Sunday Column: October Should – finally – Show Us Who These Nittany Lions Really Are

The season starts on Saturday.

Yes, I know five Penn State games have already been played this season. I watched them all and have decent memories of doing so. Like you, I watched Nick Singleton explode into the national consciousness, Manny Diaz smother out-matched offenses with guile and aggression, and Sean Clifford … do what Sean Clifford does. I watched a team of Nittany Lions that looked, at times, very much like the .500ish group of the last two years and, at others, like a legitimate conference contender.

All of that was prelude. The only way that any of those games would have truly mattered is if Penn State had lost any of them. But they did not, so that they wiped out Auburn by more than most would have anticipated and subdued Central Michigan and Northwestern by a lot less than anticipated (not even Vegas can adequately predict which version of this team will show up on any given week), means the same as if they had defeated all five opponents 42-0 or 7-3.

Now the Nittany Lions enter the meat of the schedule, the three-game stretch (at Michigan, home against Minnesota and Ohio State) that will determine what sort of season 2022 will be for this team and, truly, what direction the program is moving in. And the exciting and terrifying part for Penn State fans is that the first five weeks have given us a very unclear picture of what sort of team will show up in any of these next three weeks.

In some areas, the Nittany Lions have been better than expected. The offensive line has been solid in pass protection (albeit against defensive fronts that in no way resemble what they’ll see the next three weeks) and, if not consistently dominant, able to help Penn State’s dynamic young backs revitalize the run game. Penn State is fifth in the conference with 192.6 yards per game on the ground, and that balance in the offense and the big-play potential Singleton has brought to the group should help the passing game going forward. The run game has helped the red-zone offense, one of the worst recurring hairballs for this team since 2020, become a strength; Penn State is 19-of-20 so far, with 16 of those scores resulting in six.

On defense, the Nittany Lions lost their best pass rusher, one of the best safeties in program history, and three linebackers from last year’s solid group … and might have actually gotten better. Diaz deserves massive credit for getting this group to grasp his defense quickly and for adjusting to whatever changes opponents have thrown at him; the Nittany Lions have allowed 37 second-half points all season, just 16 of them since the opener at Purdue. Yes, they’re giving up some big plays, but they’ve allowed just six touchdowns in 15 opponent red-zone visits, and have helped the team to a plus-six turnover margin.

Barney Amor has been terrific as a first-year punter, holding opponents to 1.3 yards per return and pinning 14 of 23 punts inside the 20 against just one touchback.

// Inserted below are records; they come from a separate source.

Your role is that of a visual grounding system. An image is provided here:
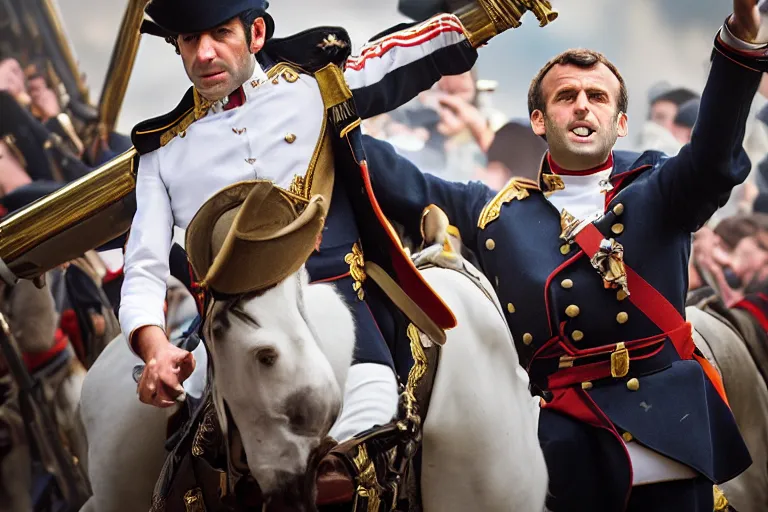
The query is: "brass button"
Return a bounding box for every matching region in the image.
[565,305,580,318]
[560,244,571,255]
[561,279,574,289]
[272,78,279,84]
[613,203,625,216]
[285,133,297,144]
[581,382,593,390]
[179,130,186,138]
[571,330,584,342]
[622,432,634,443]
[485,239,496,251]
[507,303,516,314]
[616,312,629,324]
[617,290,628,301]
[251,80,261,88]
[522,333,533,346]
[232,127,246,135]
[611,223,625,235]
[245,158,257,164]
[627,378,640,391]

On the other hand, there are some areas that have consistently hampered this team against the mostly inferior competition they’ve faced to date and threaten to seriously hinder them against the gauntlet they face this month.

The Nittany Lions have converted just over a third of their third-down tries, ranking 12th in the Big Ten, and now face Michigan (30.4%), Minnesota (17.9%) and Ohio State (27.1%) defenses that all rank in the top half of third-down conversions allowed (hard swallowing noise). Ball security was not an issue until last week’s monsoon against Northwestern and likely won’t be going forward, but you wonder if those fumbles won’t linger in the minds of Penn State’s inexperienced ballcarriers. The wide receivers, not needed nearly as much because of the emergence of the run game, have been excellent at times and invisible at others. As good as the Nittany Lions defensive backs have been at breaking up passes, they’ve also missed a disturbing number of tackles, leading to some of those aforementioned chunk plays. And the field-goal and even extra-point kicking has ranged from competent to outright alarming.

After Auburn, it seemed like a corner had been turned, and then the Central Michigan and Northwestern games, perfect opportunities to build on that momentum and spend leisurely second halves allowing reserves (the tall, lanky, quarterback types, perhaps?) to pick up sustained chunks of reps, resulted in rarely-in-doubt-but-largely-unsatisfying wins. Again, the margins mean little in the larger context, but the one step forward, one step back nature of those games had enough echoes of the last two seasons to bring on some understandable PTSD for Penn State fans. With every off-platform throw from Clifford that sails long, there’s that “Here we go again” feeling, even if Clifford had completed five straight tosses prior to that. The extra points that bang off the upright in a game you don’t need them plants an uneasy feeling that they might return late in the day in Ann Arbor, when you do.

The Nittany Lions have made enough progress in some key areas, those mentioned above and others, and improved enough of their longstanding weaknesses, to the point that you can easily envision them navigating this tough three-game stretch at 2-1 or, should the winds blow favorably, maybe even 3-0. They’ve also left enough meat on the bone in most of their first five games that a 1-2 or even an 0-3 mark in those games is quite conceivable. Neither the optimist-iest of optimistic Penn State fans nor the most skeptical of the pessimists are likely to place large bets at this point, given what we’ve seen. All three weeks should be compelling, and, no matter the outcomes, they should teach us a lot more about this team than the five games to date.